The next day, we went to the zoo.  The zoo!  And his pull-up stayed dry the whole day.  If he had to pee, he told me and we went.  And that night, we went to dinner at a restaurant.  In underwear.  And I did not even think to bring a diaper bag or a change of clothes.  We visited the bathroom three times.  Two false alarms, one success.  And he stayed dry the whole time.  The whole day.  No accidents on the second day of potty-training.  And now, as I sit here typing six days after his first official day of wearing underwear, he is at preschool, in underwear, all by himself.

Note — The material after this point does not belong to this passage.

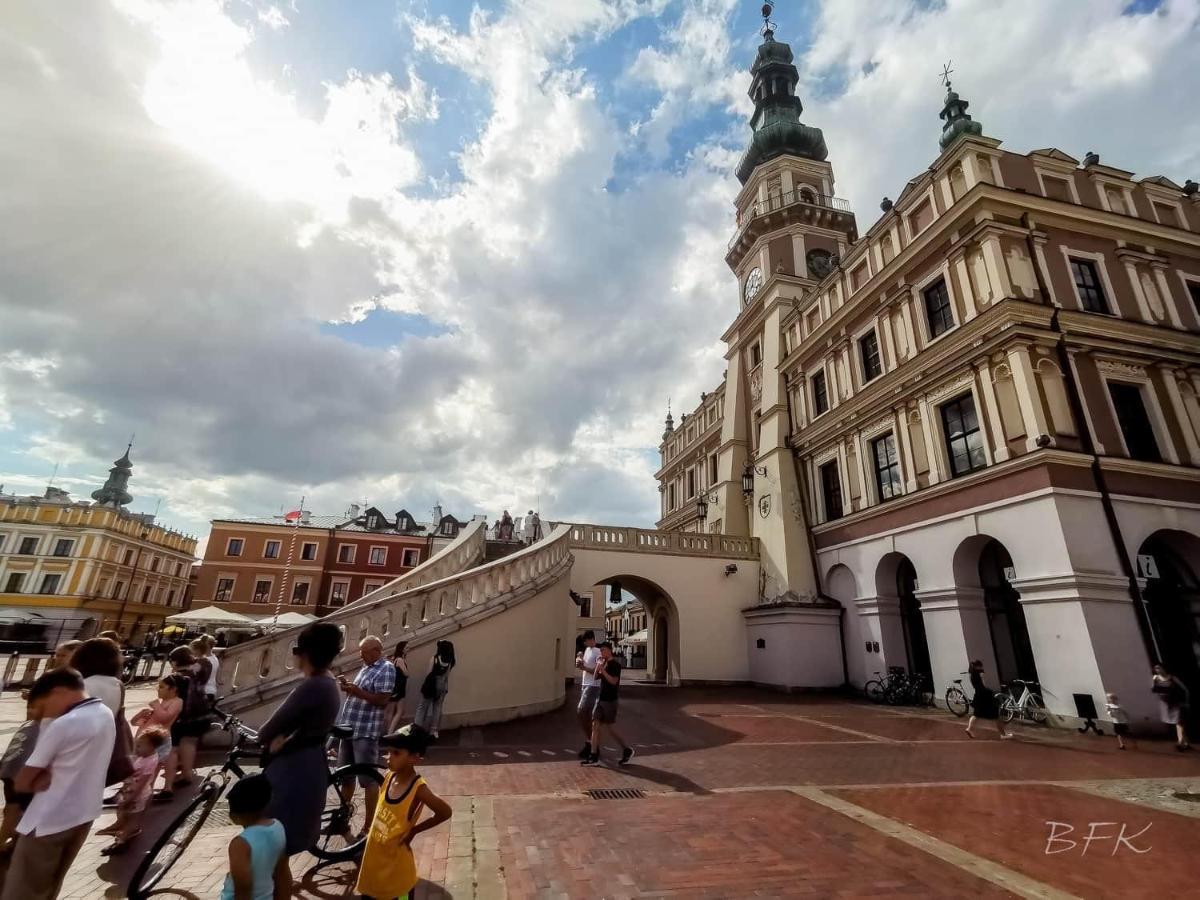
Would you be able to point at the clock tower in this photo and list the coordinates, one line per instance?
(791, 232)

…And now as I finish this blog, ten days later—because nothing I start ever seems to get finished these days—Charlie is officially potty-trained.  He wears underwear all day long, pees and poops on the potty, sometimes for M&M’s, sometimes just because he has to go, he wakes up dry in the morning, and I have officially--for the first time in five years--put the Diaper Champ away. 

This is not to say he does not have the occasional accident, this is not to say we still don’t have to stand there and help him through the process of getting the seat out, getting his pants down, washing his hands, etc.  But the difference is all in my understanding of the process.  There is no “Potty Training in Less than a Day!” despite what the book title claims.  There is no “Potty Training Boot Camp” and then you’re done.  Potty Training, like parenting, is a process that evolves over years and it is different for every kid.  It’s messy and uncertain and to the new parent—terrifying.
 
But when there are successes, when everything miraculously lands where it’s supposed to, when it’s supposed to, the pride is palpable, the high fives are hand-stinging, and the M&M’s taste like something rich, something decadent, something you should stand on a potty-stool-podium to receive with cameras flashing.

Because after all, it’s not “just” pee and poop.  It’s pee and poop in the potty.  And that’s remarkable.  Not worth getting all worked up over, but definitely worth struttin’ around the house with your head held high and your best pair of Diego undies smiling behind you.